Кдахна закрыла глаза и как-то совсем по-стариковски, картинно, вздохнула. Вновь диалог прервался молчанием. Звёзды теперь даже с жадностью глядели на две пылающие фигуры, одиноко молчащие на балконе сталинской пятиэтажки посреди застывшего мира, и ждали развязки. Сигаретный дым, застрявший на вылете из оконного проёма, тоже вот-вот сдвинется с мёртвой точки и рассеется в воздухе неряшливой улицы, когда времени позволят вновь обрести ход.
На лице посланницы из далёкого мира вовсю освоился лунный свет, и оттого оно выглядело особо печальным. Она заговорила теперь слабым, безнадёжным голосом.
– Да, Могучий, может ты и прав. Ничего уже не исправить, для тебя твоя ссылка оказалась подобна окончательной гибели, и зря я прибыла сюда в надежде вернуть тебя к жизни.
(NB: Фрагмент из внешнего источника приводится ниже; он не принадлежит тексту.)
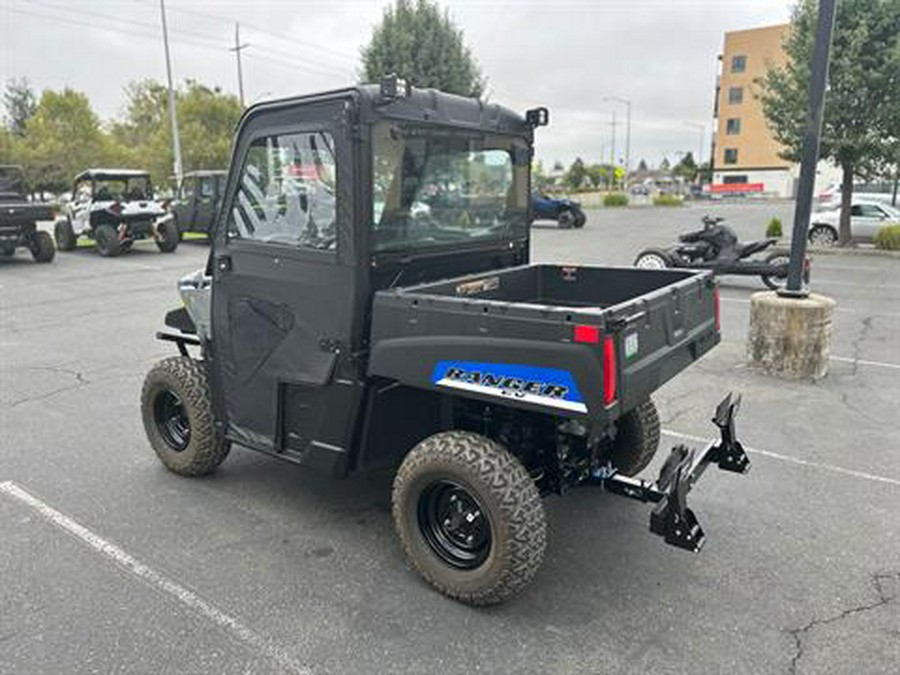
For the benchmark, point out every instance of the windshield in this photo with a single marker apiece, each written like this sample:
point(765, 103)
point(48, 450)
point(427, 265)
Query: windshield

Григорий Антонович кивнул, глядя опять в пол.
– Но, раз уж так, и ты останешься, то как на счёт других Воителей Гнева? Ты ведь не вправе решать и за них, пусть ты и был командиром, пусть именно тебе судьба доверила хранить коды их личностных матриц. Ведь ты далеко не всеми из них командовал…
Кдахна вновь прервалась и посмотрела на Мьорра глазами полными отчаяния и мольбы. Её голос не стал громче, но стал ровнее и твёрже. Григорий Антонович молчал.
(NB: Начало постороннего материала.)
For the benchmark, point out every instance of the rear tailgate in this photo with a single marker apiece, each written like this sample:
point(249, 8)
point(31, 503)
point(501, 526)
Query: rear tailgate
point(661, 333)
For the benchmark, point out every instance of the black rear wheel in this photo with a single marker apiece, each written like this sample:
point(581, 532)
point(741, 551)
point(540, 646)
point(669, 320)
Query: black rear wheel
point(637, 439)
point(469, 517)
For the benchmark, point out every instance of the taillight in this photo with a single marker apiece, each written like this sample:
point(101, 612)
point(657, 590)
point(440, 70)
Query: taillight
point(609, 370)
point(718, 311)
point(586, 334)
– Отдай мне их коды, отдай, а сам оставайся. Когда несколько циклов твоих скоротечных жизней здесь пролетят, ты всё равно вернёшься домой. Мы вернём тебя. Ссылка ведь не бессрочная.
Григорий Антонович вновь задумался. Всё вроде как сходилось – сам не хочешь, пусть другие возвращаются, пусть мстят там, или чего хотят делают. Их ведь не спросили, может и полетят. Неизвестно, к тому же, куда их забросило, и где тянется их забвение – может в таких мирах, что похуже да пострашнее этого. Хотя, это навряд ли. Но почему же коды всех ссыльных Воителей оказались именно у него? Неспроста ведь. Ну, Мьорр, чего же ты никак не вспомнишь? Ты ведь был командиром одного, пусть большого, но только одного отряда, а среди прочих Воителей были чины и повыше, почему все коды у тебя?! Вспоминай, сукин сын! Вспоминай, почему ты сейчас не хочешь отдавать их Ильиничне!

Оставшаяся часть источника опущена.